In my last post on the topic of rewriting my podgrabber utility, I promised to post the rewrite-code-in-progress to a Bazaar repository. You can branch from here if you're interested. In this post, I'm going to discuss the paradigm I'm following for getting files from a webserver, pulling them onto a computer, then onto a portable media device.

In the current version of podgrabber, there was a concept of a download manager which would take a URL and save the file to a particular directory. This download manager was built with a small amount of extensibility in a very clunky way. I looked at the URL in order to determine how to download the file. After getting the files from the webserver to my computer, a single function would synchronize files between my computer and my portable media device.

This approach works, but it doesn't provide a cohesive approach to the problems. It also isn't very extensible. In order to come up with new file sources (such as FTP) would probably involve a lot of cut and paste and an ever-growing download method. And synchronizing downloaded files to anything other than some MP3 player that shows up as a USB disk drive would prove quite painful.

4 Comments

binky
2007-05-24 10:37:42
Reminds me of: http://jakarta.apache.org/commons/vfs/index.html
...and in Ruby, http://rio.rubyforge.org
Doug Hellmann
2007-05-26 04:57:56
Hi, Jeremy,


I'm curious about why you chose to use urllib and parse the RSS feed directly, instead of using Mark Pilgrim's feedparser module. It lets you handle RSS and Atom feeds transparently, and also understands how to tell if the feed content has changed since it was last fetched (if you cache the modified date and etag). Maybe I'm jumping the gun, and you plan to add that optimization at a later phase.


Doug

Jeremy M. Jones
2007-06-07 09:05:53
Hi Doug,


Since I'm only interested in items which have enclosures (which I think is common between RSS and Atom - not totally positive) it was pretty easy to just parse them out manually. If I were doing anything more than that, I'd probably use Mark's feedparser. I'm still going to look at it eventually and see if it adds any greater value to what I'm doing.


Thanks for the post!

Doug Hellmann
2007-06-10 18:27:14
The feedparser module makes working with feeds incredibly easy. You don't have to worry about the parsing (which becomes a real pain when you encounter a feed that isn't well-formed) or format (since it handles Atom and RSS). If you track the time when you last fetched a feed, feedparser will only download the full feed again if there have been changes to its contents. That can speed up processing and reduce network overhead.

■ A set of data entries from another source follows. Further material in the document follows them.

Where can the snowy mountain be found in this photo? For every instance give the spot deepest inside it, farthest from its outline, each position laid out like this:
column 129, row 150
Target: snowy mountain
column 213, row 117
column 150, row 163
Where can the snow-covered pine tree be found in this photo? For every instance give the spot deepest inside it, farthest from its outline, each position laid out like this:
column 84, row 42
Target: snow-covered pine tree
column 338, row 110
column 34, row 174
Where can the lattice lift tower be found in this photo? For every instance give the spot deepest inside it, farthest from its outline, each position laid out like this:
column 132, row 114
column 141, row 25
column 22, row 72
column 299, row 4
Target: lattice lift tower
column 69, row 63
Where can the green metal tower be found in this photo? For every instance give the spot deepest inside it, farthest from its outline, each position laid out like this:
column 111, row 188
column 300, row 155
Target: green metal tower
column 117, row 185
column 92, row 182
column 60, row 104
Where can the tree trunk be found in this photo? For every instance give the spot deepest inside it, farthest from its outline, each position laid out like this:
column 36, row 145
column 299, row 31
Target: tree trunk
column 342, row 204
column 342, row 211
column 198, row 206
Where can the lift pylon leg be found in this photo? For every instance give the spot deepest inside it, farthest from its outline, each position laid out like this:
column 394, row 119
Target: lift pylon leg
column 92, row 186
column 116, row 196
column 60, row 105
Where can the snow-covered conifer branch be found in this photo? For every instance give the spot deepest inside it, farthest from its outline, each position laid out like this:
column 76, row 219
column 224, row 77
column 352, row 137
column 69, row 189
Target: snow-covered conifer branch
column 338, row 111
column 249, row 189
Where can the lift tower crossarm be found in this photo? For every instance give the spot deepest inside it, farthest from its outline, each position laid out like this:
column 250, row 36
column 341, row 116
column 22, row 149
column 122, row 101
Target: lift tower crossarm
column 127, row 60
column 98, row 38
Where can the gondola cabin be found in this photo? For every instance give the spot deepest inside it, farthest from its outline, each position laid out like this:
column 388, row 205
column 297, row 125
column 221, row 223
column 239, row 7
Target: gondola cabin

Have a look at http://blog.doughellmann.com/2007/04/pymotw-queue.html and http://www.doughellmann.com/PyMOTW/fetch_podcasts.py for some simplistic examples. I have some more complex code I wrote for http://www.CastSampler.com to take advantage of the timestamp checking, but I haven't cleaned it up for general release yet. I'll see if I can get to that in the next week or so.


Doug